Advent: Day Fourteen
More politic-laden Gospel messages today.

Today is also known as Sans Day, or Saint They’s Day (possibly Saint Kea or Kay. You can hear the Sans Day Carol here and the words are here.
Perhaps it is in recognition of the stories of Kea forging peace that today’s meditation is on the grace of communion. Understanding communion is useful in understanding Communion.

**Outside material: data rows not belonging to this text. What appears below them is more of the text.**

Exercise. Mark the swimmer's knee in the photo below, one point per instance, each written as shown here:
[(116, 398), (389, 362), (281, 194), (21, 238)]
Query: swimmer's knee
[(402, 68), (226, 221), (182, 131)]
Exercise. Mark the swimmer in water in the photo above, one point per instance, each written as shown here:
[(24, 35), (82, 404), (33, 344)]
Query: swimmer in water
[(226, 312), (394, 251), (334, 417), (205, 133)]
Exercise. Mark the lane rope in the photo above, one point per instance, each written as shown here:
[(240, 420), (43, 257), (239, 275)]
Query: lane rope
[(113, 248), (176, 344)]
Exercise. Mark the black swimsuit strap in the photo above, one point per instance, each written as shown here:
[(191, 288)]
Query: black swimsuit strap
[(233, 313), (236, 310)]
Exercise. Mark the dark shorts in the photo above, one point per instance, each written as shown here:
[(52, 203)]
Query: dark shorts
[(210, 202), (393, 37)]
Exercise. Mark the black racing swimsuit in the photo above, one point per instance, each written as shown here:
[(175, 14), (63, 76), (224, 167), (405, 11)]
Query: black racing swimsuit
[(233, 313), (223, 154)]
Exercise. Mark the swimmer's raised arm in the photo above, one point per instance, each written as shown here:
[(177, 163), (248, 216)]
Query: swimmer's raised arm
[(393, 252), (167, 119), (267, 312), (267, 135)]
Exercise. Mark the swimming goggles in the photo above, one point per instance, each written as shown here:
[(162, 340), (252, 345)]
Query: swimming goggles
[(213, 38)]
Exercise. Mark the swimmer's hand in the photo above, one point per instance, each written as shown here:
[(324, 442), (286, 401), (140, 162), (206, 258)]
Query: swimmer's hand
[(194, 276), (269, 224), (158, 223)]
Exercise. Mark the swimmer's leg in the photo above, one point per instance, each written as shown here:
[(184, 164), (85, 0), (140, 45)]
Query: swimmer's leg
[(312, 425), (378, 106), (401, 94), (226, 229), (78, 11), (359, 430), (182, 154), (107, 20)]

If one rejects the idea that transmogrification takes place and the Eucharist doesn’t actually offer the real body and blood of Christ, then some meaning needs to be brought to the practice to protect it from becoming a hollow observance of rank religiousity. As Jenny Te Paa writes:
Communion, as I witness it and as I have experienced it throughout my lifetime, is us, embodied in and for each other across the endless chasms of distance and difference. Communion is both noun and verb – it names both who we are and what we do. Communion is thus simultaneously the recognition of our common humanity, and the relationality that that presupposes – it is about us all being created equally of God, equally as it is our responsive embrace of God in each other. It is therefore our way of loving and our responsibility for loving, just as we ourselves are loved so unconditionally by God. Communion is thus us living out in the deepest and most intimate forms of Christlike relationality what we say, even as we pray, that we deeply, truly believe in one God, in one Lord Jesus Christ, in one holy and apostolic church.
For me, taking part in the Eucharist is an attempt to connect myself to those who came before me, who gave the best they had to give to discover the divine within us all and to honor that place from which it came. The wine and bread do not need any magical powers to transform us. They just need to be able to touch some part of us that understands that, in religion as well as in science, we stand on the shoulders of giants. But while we are beholden to them for passing along the sum of their knowledge, we are not expected to confine ourselves by their findings. Rather we are charged with using the best of what they have bequeathed to us as a means of moving our faith into modern times and making it relevant to the world around us.
Te Paa concludes:
So in all of this I am wondering at the possibilities of us all recommitting not only to imagining the seemingly elusive place of wonder, but to beginning this day in our own spheres of influence to seeing, understanding, living and celebrating communion as being the sum total of all of us as faith filled ordinary Anglican men and women whose lives and whose loves are prescribed by a prior sense of sacred belonging to God and thus to one another. In this we share therefore in an unbreakable commitment to the indisputably inclusive Gospel of Jesus Christ.
Peace on earth, goodwill to men. All men. All the earth. We can only hope while we bend our back to the work at hand.